Да, ноты – весь город словно разыгрывал по нотам симфонию собственного имени. На перекрестках цвели магнолии – акварельным, дымчатым, фиолетовым, расцвечивая корявые, разлапистые деревца. Звенели бело-красные круглоносые трамваи, огибая стрельчатую, словно кружевную, Обетную церковь.

Около высоких столиков на улицах щеголи в безупречных пальто, начищенных до блеска дорогих витрин туфлях и модных шарфах пили шампанское из высоких тонкостенных бокалов, переворачивающих с ног на голову, преломляющих шафранным, пенным покрытый патиной купол цейхгауза на Ам Хоф и позолоченную еще в прошлом веке вывеску ресторанчика «У черного верблюда».

Из музыкального магазина при Опере рвался на улицу «На прекрасном голубом Дунае» мощными аккордами, повторяющими биение сердца, поднимая от земли.

И мягкий немецкий – совсем не лающий, как пугающее, привычное с детства, по фильмам «хенде хох!», – а обволакивающий говор, неожиданная смесь славянского, французского и итальянского. Он тоже притягивал, нежно приучал к себе, подсаживал, как на наркотик – его певучесть хотелось слышать еще и еще.
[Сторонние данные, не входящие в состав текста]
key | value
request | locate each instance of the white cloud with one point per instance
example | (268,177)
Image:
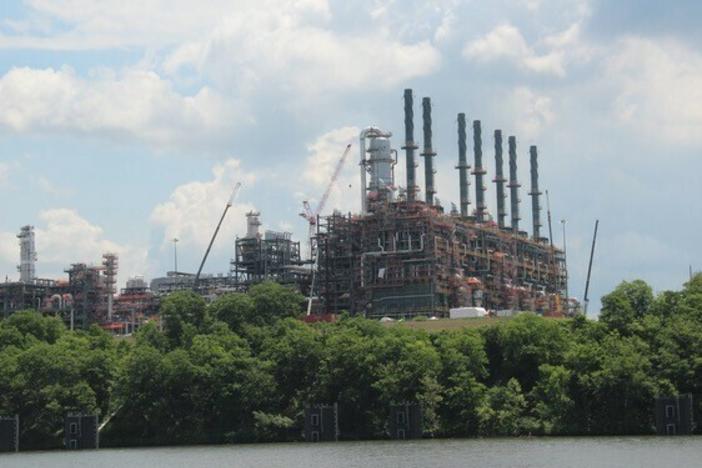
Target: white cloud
(550,55)
(506,42)
(64,237)
(51,188)
(280,48)
(532,112)
(193,209)
(324,154)
(134,103)
(659,88)
(4,173)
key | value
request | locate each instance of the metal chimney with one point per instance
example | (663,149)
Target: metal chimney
(428,153)
(410,146)
(535,206)
(513,184)
(499,180)
(463,165)
(479,172)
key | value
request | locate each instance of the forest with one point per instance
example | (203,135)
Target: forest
(242,368)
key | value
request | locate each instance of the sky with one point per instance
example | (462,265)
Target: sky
(124,125)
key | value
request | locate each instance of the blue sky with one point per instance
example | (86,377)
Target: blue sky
(125,124)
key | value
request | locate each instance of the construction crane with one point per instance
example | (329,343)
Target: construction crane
(229,204)
(311,217)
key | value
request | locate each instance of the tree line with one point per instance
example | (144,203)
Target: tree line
(241,369)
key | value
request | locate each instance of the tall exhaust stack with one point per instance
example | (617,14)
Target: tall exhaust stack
(410,146)
(463,165)
(499,180)
(428,153)
(513,184)
(535,205)
(479,172)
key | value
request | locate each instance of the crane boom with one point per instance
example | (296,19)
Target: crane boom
(311,217)
(337,171)
(229,204)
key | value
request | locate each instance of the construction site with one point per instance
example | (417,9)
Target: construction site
(401,256)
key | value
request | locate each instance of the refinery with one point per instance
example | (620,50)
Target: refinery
(403,255)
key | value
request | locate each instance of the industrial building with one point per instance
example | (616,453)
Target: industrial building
(402,256)
(405,257)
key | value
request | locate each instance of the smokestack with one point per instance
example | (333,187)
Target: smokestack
(535,207)
(499,180)
(513,184)
(410,146)
(463,165)
(428,153)
(479,172)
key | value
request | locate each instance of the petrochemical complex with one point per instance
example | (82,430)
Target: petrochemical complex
(402,255)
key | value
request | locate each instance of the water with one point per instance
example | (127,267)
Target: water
(490,453)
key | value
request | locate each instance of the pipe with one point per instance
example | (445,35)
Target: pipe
(365,133)
(463,166)
(410,146)
(535,205)
(548,217)
(479,172)
(428,153)
(499,180)
(513,184)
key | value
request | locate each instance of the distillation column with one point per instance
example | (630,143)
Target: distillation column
(513,184)
(534,193)
(410,146)
(428,153)
(479,172)
(499,180)
(28,255)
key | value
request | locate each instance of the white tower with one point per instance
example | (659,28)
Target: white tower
(111,264)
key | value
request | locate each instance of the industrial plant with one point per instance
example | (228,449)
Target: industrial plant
(403,255)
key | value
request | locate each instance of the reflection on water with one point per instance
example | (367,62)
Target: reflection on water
(535,452)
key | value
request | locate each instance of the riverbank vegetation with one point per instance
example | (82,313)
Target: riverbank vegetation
(241,369)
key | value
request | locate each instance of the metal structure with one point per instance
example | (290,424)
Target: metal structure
(229,204)
(499,181)
(479,172)
(28,255)
(410,147)
(110,264)
(273,256)
(311,216)
(534,193)
(404,258)
(513,184)
(463,166)
(586,300)
(428,154)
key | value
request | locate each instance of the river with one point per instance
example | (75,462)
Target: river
(489,453)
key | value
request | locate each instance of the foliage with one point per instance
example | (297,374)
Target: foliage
(243,368)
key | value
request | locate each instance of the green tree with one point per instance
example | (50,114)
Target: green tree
(503,412)
(628,302)
(184,314)
(463,367)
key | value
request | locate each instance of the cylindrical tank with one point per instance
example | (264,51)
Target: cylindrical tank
(380,164)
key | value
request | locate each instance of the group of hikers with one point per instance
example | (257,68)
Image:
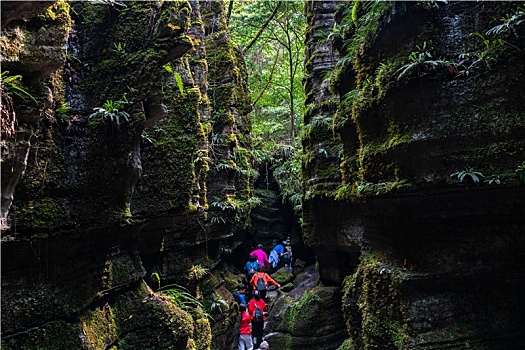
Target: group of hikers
(252,297)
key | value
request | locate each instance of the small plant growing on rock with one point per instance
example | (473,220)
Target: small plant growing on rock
(520,171)
(468,175)
(112,111)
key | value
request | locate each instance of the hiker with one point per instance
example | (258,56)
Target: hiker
(239,295)
(286,258)
(275,256)
(245,337)
(262,258)
(260,282)
(258,309)
(251,267)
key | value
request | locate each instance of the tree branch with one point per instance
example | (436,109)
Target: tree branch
(265,24)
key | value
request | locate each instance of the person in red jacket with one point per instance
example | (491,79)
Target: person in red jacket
(262,288)
(257,327)
(261,255)
(245,337)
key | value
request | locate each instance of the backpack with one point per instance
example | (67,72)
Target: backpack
(236,297)
(252,270)
(260,283)
(257,315)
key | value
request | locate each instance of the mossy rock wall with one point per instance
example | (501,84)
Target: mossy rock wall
(417,111)
(106,189)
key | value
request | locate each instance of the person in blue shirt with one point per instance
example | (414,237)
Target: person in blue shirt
(276,254)
(239,294)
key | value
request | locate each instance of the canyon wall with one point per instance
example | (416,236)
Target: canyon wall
(413,199)
(124,169)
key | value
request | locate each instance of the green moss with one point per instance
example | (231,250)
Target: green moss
(372,305)
(43,214)
(99,327)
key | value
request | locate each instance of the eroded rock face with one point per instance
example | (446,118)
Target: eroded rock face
(436,252)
Воздух пах весной, в нем словно ломался прозрачный лед утреннего, еще зимнего холода. И – свободой. Пронзительной свободой от страха, крови и от себя.

Уже в самолете – под крылом уходят вбок похожие на пасхальный кулич горы и ветвятся причудливой кроной реки – отпустило, целительным холодом пробежало по ступеньками позвонков вниз. А в первую ночь в гостинице «Плаза» на Ринге я заснула сразу же, не мучаясь, как дома, – мертво, без сновидений и без тревоги, засевшей иглой где-то в затылке.

С утра долго бродила по номеру, проводила рукой по гнутой спинке стула красного дерева, обводила пальцем узор тяжелой портьерной кисти и ошеломленно стояла в отделанной мрамором ванной – такого шика я не знала. В моей жизни были съемные квартиры в Новом Афоне, семейные пансионы – массивные ставни от шума на улице и сыпящиеся потолки в подъездах – в Барселоне и Мадриде и похожие друг на друга отели средней руки, куда заселяют бесконечных туристов, мечтающих объехать всю Европу на автобусе с водителями-поляками.